# Regression Models with Keras

## Objectives for this Notebook
* How to use the Keras library to build a regression model
* Download and clean the data set
* Build a neural network
* Train and test the network

## Install required libraries

In [None]:
!pip install numpy==2.0.2
!pip install pandas==2.2.2
!pip install tensorflow_cpu==2.18.0

In [None]:
import os
os.environ['TF_ENABLE_ONEDNN_OPTS'] = '0'
os.environ['TF_CPP_MIN_LOG_LEVEL'] = '2'

In [None]:
import pandas as pd
import numpy as np
import keras

import warnings
warnings.simplefilter('ignore', FutureWarning)

## Download and Clean dataset

In [None]:
filepath='https://s3-api.us-geo.objectstorage.softlayer.net/cf-courses-data/CognitiveClass/DL0101EN/labs/data/concrete_data.csv'
concrete_data = pd.read_csv(filepath)

concrete_data.head()

In [None]:
# check num of data points
concrete_data.shape

In [None]:
# check dataset for missing values
concrete_data.describe()

In [None]:
concrete_data.isnull().sum()

## Split data into predictors and target

In [None]:
concrete_data_columns = concrete_data.columns

In [None]:
predictors = concrete_data[concrete_data_columns[concrete_data_columns != 'Strength']] # all columns except Strength
target = concrete_data['Strength'] # Strength column

In [None]:
# sanity check
print(predictors.head())
print(target.head())


## Normalize data
Finally, the last step is to normalize the data by substracting the mean and dividing by the standard deviation.

In [None]:
predictors_norm = (predictors - predictors.mean()) / predictors.std()
predictors_norm.head()

In [None]:
# save the number of predictors to n_cols since we will need this number when building our network.
n_cols = predictors_norm.shape[1] # number of predictors

## Import Keras Packages

In [None]:
# to build regression model
from keras.models import Sequential
from keras.layers import Dense
from keras.layers import Input

## Build a NN

In [None]:
# define regression model
def regression_model():
    # create model
    model = Sequential()
    model.add(Input(shape=(n_cols,)))
    model.add(Dense(50, activation='relu'))
    model.add(Dense(50, activation='relu'))
    model.add(Dense(1))
    
    # compile model
    model.compile(optimizer='adam', loss='mean_squared_error')
    return model

## Train and Test network

In [None]:
# build model
model = regression_model()

In [None]:
# Next, we will train and test the model at the same time using the fit method. 
#   We will leave out 30% of the data for validation and we will train the model 
#   for 100 epochs.
# fit the model
model.fit(predictors_norm, target, validation_split=0.3, epochs=100, verbose=2)

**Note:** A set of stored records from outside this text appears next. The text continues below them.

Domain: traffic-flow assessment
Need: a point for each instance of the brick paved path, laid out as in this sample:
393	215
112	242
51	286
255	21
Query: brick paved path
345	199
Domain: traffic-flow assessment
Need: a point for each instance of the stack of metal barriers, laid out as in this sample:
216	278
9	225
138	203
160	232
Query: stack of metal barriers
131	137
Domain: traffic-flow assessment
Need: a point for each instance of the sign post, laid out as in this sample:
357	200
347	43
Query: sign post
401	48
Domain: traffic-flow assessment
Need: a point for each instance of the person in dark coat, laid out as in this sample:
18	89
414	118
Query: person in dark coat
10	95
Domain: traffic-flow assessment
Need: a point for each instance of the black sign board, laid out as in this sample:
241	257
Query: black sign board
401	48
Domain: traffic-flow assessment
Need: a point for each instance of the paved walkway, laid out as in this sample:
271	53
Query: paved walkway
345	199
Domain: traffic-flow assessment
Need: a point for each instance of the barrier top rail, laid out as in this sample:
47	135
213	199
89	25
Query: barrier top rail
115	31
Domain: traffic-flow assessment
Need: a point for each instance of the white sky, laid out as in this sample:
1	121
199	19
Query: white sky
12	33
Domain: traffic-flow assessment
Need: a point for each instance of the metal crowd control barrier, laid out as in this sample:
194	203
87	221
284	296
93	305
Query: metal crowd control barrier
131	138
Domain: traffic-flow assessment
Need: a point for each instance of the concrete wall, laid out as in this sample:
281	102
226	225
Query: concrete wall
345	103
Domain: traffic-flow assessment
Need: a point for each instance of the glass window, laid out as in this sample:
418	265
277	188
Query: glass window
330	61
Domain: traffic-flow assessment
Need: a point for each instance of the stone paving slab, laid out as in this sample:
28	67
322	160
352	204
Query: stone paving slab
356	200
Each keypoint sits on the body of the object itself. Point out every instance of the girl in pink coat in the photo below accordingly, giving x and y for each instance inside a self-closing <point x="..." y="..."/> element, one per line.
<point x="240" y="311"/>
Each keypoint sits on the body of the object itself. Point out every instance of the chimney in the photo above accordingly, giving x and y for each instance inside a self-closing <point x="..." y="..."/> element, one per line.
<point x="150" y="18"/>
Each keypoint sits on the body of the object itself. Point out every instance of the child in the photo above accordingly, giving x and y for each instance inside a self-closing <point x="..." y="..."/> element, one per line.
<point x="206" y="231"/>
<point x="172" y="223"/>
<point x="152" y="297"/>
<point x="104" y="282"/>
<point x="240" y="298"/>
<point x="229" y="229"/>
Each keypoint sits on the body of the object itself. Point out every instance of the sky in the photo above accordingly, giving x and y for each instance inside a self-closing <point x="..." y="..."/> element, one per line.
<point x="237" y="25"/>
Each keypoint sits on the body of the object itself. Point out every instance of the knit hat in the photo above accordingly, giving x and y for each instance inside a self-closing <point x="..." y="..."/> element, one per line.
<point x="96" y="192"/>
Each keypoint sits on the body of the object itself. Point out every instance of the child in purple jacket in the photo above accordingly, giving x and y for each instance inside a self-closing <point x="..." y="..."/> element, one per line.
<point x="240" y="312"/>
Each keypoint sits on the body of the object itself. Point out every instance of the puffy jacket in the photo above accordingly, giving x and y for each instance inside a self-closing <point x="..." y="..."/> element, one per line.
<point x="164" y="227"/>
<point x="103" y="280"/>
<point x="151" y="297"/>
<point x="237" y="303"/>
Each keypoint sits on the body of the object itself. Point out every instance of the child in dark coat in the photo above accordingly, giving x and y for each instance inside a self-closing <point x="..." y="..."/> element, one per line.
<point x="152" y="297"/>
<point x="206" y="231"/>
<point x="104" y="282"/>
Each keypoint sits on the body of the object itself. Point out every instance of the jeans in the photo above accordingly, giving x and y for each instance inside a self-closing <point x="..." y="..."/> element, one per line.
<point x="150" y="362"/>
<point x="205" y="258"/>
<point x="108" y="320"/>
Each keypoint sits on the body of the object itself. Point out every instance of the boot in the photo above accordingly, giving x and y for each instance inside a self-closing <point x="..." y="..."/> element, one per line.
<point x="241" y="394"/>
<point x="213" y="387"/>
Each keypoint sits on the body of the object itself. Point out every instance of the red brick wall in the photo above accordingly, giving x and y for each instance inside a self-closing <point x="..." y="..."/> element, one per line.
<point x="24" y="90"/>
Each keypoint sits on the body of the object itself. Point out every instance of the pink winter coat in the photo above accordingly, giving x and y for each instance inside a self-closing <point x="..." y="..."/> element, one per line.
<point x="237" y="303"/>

* Adding more hidden layers to the model increases its capacity to learn and represent complex relationships within the data. This allows the model to better identify, as a result, the model becomes more effective at fitting the training data and potentially improving its predictions.
* By reducing the proportion of data set aside for validation and using a larger portion for training, the model has access to more examples to learn from. This additional training data helps the model improve its understanding of the underlying trends, which can lead to better overall performance.